"To come back to Earth...it can be five times the force of gravity" - video editor's mistake?

Reentry speeds are fast. Astonishingly fast. The shuttle reentered at 7.8km/s. Now note the units. That's "per second." That's 28,158km/hr. And you have roughly 100 vertical kilometers to do that braking in. Yes, the braking gets to be done at a very shallow angle, which means you have more linear distance to break than the 100km would suggest, but its still a very short time to lose a ton of speed!

This requires a pretty substantial braking force. The force they are referring to is the aerodynamic forces felt by the airframe as it starts to bite into the ever thickening atmosphere.
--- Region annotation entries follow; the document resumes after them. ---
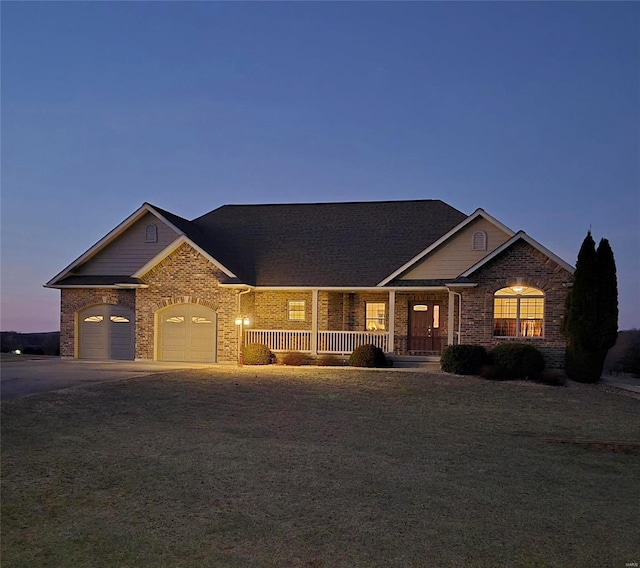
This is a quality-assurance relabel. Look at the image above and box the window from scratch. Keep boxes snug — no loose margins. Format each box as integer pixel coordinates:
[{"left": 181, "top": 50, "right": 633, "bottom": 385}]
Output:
[
  {"left": 365, "top": 302, "right": 387, "bottom": 331},
  {"left": 493, "top": 285, "right": 544, "bottom": 337},
  {"left": 471, "top": 231, "right": 487, "bottom": 250},
  {"left": 287, "top": 300, "right": 306, "bottom": 321},
  {"left": 144, "top": 225, "right": 158, "bottom": 243}
]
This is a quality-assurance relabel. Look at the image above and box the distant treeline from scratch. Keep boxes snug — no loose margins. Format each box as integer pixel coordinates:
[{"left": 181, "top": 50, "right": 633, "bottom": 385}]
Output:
[{"left": 0, "top": 331, "right": 60, "bottom": 355}]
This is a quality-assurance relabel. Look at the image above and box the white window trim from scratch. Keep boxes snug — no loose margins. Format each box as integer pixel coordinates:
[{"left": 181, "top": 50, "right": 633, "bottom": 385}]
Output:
[
  {"left": 287, "top": 300, "right": 307, "bottom": 321},
  {"left": 364, "top": 302, "right": 388, "bottom": 331},
  {"left": 492, "top": 286, "right": 546, "bottom": 340}
]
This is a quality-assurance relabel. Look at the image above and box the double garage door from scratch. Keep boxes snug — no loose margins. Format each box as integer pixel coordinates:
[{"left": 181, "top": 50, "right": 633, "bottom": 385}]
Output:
[
  {"left": 157, "top": 304, "right": 216, "bottom": 363},
  {"left": 79, "top": 304, "right": 216, "bottom": 363},
  {"left": 79, "top": 304, "right": 135, "bottom": 360}
]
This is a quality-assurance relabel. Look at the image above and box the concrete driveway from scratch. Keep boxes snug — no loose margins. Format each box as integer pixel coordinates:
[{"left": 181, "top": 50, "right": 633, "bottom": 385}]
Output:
[{"left": 0, "top": 354, "right": 216, "bottom": 400}]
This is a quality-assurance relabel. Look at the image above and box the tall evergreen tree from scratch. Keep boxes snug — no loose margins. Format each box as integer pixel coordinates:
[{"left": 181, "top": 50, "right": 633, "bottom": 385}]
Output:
[
  {"left": 564, "top": 231, "right": 618, "bottom": 383},
  {"left": 596, "top": 239, "right": 618, "bottom": 357}
]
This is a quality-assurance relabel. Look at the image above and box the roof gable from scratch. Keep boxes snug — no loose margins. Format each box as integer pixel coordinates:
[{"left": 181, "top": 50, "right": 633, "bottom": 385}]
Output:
[
  {"left": 460, "top": 231, "right": 575, "bottom": 278},
  {"left": 191, "top": 200, "right": 466, "bottom": 287},
  {"left": 378, "top": 209, "right": 514, "bottom": 286}
]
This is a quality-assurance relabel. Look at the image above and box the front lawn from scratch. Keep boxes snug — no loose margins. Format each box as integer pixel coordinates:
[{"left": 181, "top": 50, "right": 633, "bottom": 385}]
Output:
[{"left": 1, "top": 367, "right": 640, "bottom": 568}]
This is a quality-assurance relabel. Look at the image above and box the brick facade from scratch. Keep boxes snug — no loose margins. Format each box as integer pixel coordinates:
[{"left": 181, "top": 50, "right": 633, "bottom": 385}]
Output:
[
  {"left": 461, "top": 241, "right": 572, "bottom": 368},
  {"left": 60, "top": 237, "right": 572, "bottom": 367}
]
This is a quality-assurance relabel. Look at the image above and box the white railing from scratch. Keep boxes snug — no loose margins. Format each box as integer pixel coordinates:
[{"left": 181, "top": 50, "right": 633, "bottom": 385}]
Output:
[
  {"left": 244, "top": 329, "right": 311, "bottom": 351},
  {"left": 318, "top": 331, "right": 389, "bottom": 355},
  {"left": 245, "top": 329, "right": 389, "bottom": 355}
]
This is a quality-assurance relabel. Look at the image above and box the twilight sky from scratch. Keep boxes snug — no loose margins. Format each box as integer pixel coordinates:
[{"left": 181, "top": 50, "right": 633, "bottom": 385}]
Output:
[{"left": 0, "top": 1, "right": 640, "bottom": 332}]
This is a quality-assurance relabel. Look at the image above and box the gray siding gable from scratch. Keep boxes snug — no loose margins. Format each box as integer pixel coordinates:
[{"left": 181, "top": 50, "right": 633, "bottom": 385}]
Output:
[{"left": 73, "top": 213, "right": 180, "bottom": 276}]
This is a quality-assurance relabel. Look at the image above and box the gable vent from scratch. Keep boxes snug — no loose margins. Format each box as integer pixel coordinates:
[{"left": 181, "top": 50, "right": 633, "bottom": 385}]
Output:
[
  {"left": 144, "top": 225, "right": 158, "bottom": 243},
  {"left": 471, "top": 231, "right": 487, "bottom": 250}
]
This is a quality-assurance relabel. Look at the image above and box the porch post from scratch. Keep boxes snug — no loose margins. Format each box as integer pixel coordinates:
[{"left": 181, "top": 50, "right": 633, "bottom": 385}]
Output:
[
  {"left": 388, "top": 290, "right": 396, "bottom": 353},
  {"left": 447, "top": 290, "right": 456, "bottom": 345},
  {"left": 311, "top": 290, "right": 318, "bottom": 357}
]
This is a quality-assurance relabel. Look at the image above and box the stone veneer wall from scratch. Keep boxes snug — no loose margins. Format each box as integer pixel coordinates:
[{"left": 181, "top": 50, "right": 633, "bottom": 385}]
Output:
[
  {"left": 461, "top": 241, "right": 573, "bottom": 368},
  {"left": 60, "top": 288, "right": 136, "bottom": 357},
  {"left": 136, "top": 243, "right": 238, "bottom": 361}
]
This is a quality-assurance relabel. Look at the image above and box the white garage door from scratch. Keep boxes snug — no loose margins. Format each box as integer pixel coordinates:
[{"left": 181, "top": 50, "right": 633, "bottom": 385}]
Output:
[
  {"left": 78, "top": 304, "right": 134, "bottom": 360},
  {"left": 158, "top": 304, "right": 216, "bottom": 363}
]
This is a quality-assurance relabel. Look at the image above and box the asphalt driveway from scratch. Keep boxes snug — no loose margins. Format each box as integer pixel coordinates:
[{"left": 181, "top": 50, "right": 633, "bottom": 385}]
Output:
[{"left": 0, "top": 356, "right": 218, "bottom": 400}]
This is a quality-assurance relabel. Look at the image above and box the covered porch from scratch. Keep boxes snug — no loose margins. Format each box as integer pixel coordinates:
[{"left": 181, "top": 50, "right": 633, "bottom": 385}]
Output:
[{"left": 241, "top": 287, "right": 460, "bottom": 359}]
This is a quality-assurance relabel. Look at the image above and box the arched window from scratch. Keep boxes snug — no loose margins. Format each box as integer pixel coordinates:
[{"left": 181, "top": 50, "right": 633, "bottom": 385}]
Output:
[
  {"left": 493, "top": 285, "right": 544, "bottom": 337},
  {"left": 471, "top": 231, "right": 487, "bottom": 250},
  {"left": 144, "top": 225, "right": 158, "bottom": 243}
]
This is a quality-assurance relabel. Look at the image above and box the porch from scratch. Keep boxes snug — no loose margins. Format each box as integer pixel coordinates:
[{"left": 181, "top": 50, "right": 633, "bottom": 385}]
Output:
[
  {"left": 243, "top": 329, "right": 447, "bottom": 360},
  {"left": 239, "top": 289, "right": 459, "bottom": 360}
]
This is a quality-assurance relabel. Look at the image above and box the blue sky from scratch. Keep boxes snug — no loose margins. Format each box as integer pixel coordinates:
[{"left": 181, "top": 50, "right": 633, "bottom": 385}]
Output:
[{"left": 0, "top": 2, "right": 640, "bottom": 331}]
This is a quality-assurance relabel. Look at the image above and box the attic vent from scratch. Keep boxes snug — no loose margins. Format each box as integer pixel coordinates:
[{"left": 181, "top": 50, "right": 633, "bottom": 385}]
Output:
[
  {"left": 144, "top": 225, "right": 158, "bottom": 243},
  {"left": 471, "top": 231, "right": 487, "bottom": 250}
]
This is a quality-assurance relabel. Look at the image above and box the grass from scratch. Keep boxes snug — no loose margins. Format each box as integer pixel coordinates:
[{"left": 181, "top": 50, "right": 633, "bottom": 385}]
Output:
[{"left": 1, "top": 367, "right": 640, "bottom": 568}]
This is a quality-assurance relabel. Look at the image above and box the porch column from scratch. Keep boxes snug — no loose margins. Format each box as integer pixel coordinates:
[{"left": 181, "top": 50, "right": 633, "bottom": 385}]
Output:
[
  {"left": 311, "top": 290, "right": 318, "bottom": 357},
  {"left": 389, "top": 290, "right": 396, "bottom": 353},
  {"left": 447, "top": 290, "right": 456, "bottom": 345}
]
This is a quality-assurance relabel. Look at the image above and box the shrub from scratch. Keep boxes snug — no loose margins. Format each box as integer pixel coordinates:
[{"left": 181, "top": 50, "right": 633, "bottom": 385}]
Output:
[
  {"left": 281, "top": 351, "right": 313, "bottom": 367},
  {"left": 316, "top": 355, "right": 345, "bottom": 367},
  {"left": 242, "top": 343, "right": 275, "bottom": 365},
  {"left": 491, "top": 343, "right": 545, "bottom": 379},
  {"left": 537, "top": 370, "right": 567, "bottom": 387},
  {"left": 22, "top": 345, "right": 44, "bottom": 355},
  {"left": 440, "top": 345, "right": 488, "bottom": 375},
  {"left": 349, "top": 343, "right": 387, "bottom": 367},
  {"left": 480, "top": 363, "right": 507, "bottom": 381}
]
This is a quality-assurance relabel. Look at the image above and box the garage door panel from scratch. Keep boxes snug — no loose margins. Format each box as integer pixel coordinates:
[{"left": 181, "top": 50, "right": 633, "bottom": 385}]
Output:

The steeper one's reentry, the more the force has to be.

This force causes a deceleration, of course. And it is not easy for humans to come to grasp with 50m/s^2. It just isn't a concept we have a good intuitive sense of. So what we tend to do is phrase it in terms of gravitational accelerations, dividing out 9.8m/s^2. We can intuitively grasp the idea of feeling like you weigh five times as much as you do when you are standing upright.

We endure these brutal reentry forces, of course, because there's a balance to be played. It would be possible to reenter slower by taking a more shallow angle. However, it can be tricky to control in this environment, and you run into additional heating problems because you spent more time at temperature as you slowly dropped your speed.

This is the "braking acceleration" from atmospheric resistance that slows down the descent. The capsule is specifically shaped to provide sufficient but not too great deceleration. See the article Returning from Space: Re-Entry on the web.

From a general relativity point of view, no objects, free falling or otherwise, are subject to a force of gravity, as gravity isn't a force, it's a manifestation of the curvature of space time. But to the extent that there is such a thing as gravitational force, objects in free fall are subject to it just as much as other objects.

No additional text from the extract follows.